How I Built a 7-Module Course Solo While Working Full-Time
One person. Seven modules. Three hours of video. Sixteen templates. A custom slide pipeline with 18 layout types. Professional voice clone. All while keeping my day job as VP. This is what the AI-first operating model looks like when you apply it to yourself.
I keep telling people the AI-first operating model lets a small team produce at a level that used to require a much larger one. Then I realized I should probably prove it.
So here's the story of how I built AI-Native Media Operations: From Workflow to Operating Model — a 7-module, ~3-hour video course with 16 templates, companion guides, a 50-page deep-dive PDF, and executive resources — while working full-time as a VP.

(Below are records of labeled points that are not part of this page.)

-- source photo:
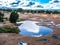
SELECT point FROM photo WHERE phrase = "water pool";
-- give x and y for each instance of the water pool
(42, 31)
(41, 1)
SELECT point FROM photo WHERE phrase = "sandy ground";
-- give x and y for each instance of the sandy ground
(13, 39)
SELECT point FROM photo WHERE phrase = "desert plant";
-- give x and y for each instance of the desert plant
(1, 17)
(13, 17)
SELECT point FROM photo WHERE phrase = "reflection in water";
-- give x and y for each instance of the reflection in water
(42, 31)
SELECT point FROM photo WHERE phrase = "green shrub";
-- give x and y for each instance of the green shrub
(1, 17)
(8, 30)
(13, 17)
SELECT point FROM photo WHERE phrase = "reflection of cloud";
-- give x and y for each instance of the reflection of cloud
(23, 4)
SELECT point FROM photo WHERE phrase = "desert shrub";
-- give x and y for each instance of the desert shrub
(8, 30)
(1, 17)
(13, 17)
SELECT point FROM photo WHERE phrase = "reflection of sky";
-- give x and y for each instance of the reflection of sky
(43, 31)
(41, 1)
(44, 4)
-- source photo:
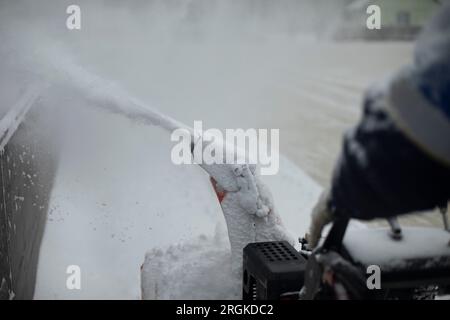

I'm sharing this not to impress anyone, but because the production process itself is a case study of the operating model the course teaches. When I say "solo," I mean one person managing the full scope — not that every line came from my fingers. Claude handled significant portions of drafting, ElevenLabs generated the voice, and a custom pipeline assembled the video. I handled all revision, decision-making, and quality judgment. And I think people underestimate what's possible with that model — while also overestimating how easy it is.
The Pipeline
The course production pipeline has four phases. Each one is AI-augmented, and each one required real human judgment at specific points.
Phase 1: Content & Slides
I wrote the course content in Markdown — one file per module, with a specific format: **On screen:** for what the audience sees, **Speaker notes:** for the voiceover script, and **Companion notes:** for the written companion that goes deeper than the video can.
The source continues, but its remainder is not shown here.